March 30, 2021
One of Africa’s Most Charismatic Monkeys
- as seen by -Sarah Markes and Tim Davenport
The Zanzibar red colobus, Piliocolobus kirkii, is only found in Tanzania’s Zanzibar archipelago off the coast of East Africa. This endangered monkey species is now dependent on Unguja Island’s remaining forests for its survival. The island has lost around eight square miles (20 square kilometers) of forest per year recently primarily due to tourism and residential development.
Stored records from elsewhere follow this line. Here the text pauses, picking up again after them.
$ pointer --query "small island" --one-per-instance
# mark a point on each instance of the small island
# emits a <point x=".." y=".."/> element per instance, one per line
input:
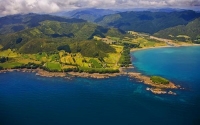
<point x="158" y="85"/>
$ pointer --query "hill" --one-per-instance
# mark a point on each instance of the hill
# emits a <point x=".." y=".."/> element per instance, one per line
<point x="146" y="21"/>
<point x="189" y="32"/>
<point x="89" y="14"/>
<point x="50" y="35"/>
<point x="15" y="23"/>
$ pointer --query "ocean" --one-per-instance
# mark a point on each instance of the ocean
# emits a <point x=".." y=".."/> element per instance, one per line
<point x="27" y="99"/>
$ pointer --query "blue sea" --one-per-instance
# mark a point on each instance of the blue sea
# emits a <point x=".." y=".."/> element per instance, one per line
<point x="27" y="99"/>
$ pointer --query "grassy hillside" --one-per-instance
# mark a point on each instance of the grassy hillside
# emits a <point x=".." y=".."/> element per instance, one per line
<point x="148" y="22"/>
<point x="49" y="35"/>
<point x="189" y="32"/>
<point x="15" y="23"/>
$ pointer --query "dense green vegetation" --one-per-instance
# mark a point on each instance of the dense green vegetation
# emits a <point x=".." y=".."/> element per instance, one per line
<point x="148" y="22"/>
<point x="15" y="23"/>
<point x="159" y="80"/>
<point x="189" y="32"/>
<point x="51" y="36"/>
<point x="125" y="59"/>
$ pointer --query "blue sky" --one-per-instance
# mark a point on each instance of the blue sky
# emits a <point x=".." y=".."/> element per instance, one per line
<point x="8" y="7"/>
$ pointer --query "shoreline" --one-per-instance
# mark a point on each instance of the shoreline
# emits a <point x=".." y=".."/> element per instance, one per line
<point x="154" y="88"/>
<point x="167" y="46"/>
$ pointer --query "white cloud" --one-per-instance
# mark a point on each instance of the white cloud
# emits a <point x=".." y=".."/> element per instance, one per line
<point x="48" y="6"/>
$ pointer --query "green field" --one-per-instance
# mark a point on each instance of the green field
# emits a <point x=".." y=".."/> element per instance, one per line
<point x="53" y="66"/>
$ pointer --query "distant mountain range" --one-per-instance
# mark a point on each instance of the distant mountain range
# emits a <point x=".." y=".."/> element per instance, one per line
<point x="146" y="21"/>
<point x="47" y="33"/>
<point x="32" y="33"/>
<point x="89" y="14"/>
<point x="189" y="32"/>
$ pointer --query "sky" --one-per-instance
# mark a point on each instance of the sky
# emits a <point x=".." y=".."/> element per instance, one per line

While the monkey’s preferred habitat is high canopy forest, many now rely on secondary forest, scrub, and thicket. A few groups also exist in mangroves and around the edges of farmland where they are more at risk from hunting and lack of food.
Zanzibar’s forests are part of the Coastal East African Forest Global Biodiversity Hotspot and contain several endemic and rare plants and animals in addition to the red colobus. They are also extremely important for the islands’ ecological stability and community livelihoods providing medicinal plants, fuelwood, food, and building materials as well as maintaining water supplies, reducing soil erosion, sustaining micro-climates, and storing carbon.
Given uncertainty regarding the size, distribution, and health of the Zanzibar red colobus population, the Wildlife Conservation Society conducted the first-ever complete census of the species. Finalized in 2017, this work revealed that three-quarters of the population lives in Unguja’s protected areas, with around half found in Jozani-Chwaka Bay National Park. Maintaining these protected areas and corridors of habitat between them is therefore crucial. WCS also identified a key area of habitat which, if protected now, would hugely increase the species chances of survival in addition to benefiting communities and other wildlife. Work is underway, in collaboration with the Zanzibari government and WCS’s conservation partners to make the new Zanzibar red colobus reserve a reality.
Watch this space for more news.
EDITOR’S NOTE: To celebrate Women’s History Month, Wild View is featuring posts by and about women and their contributions to science and conservation throughout March.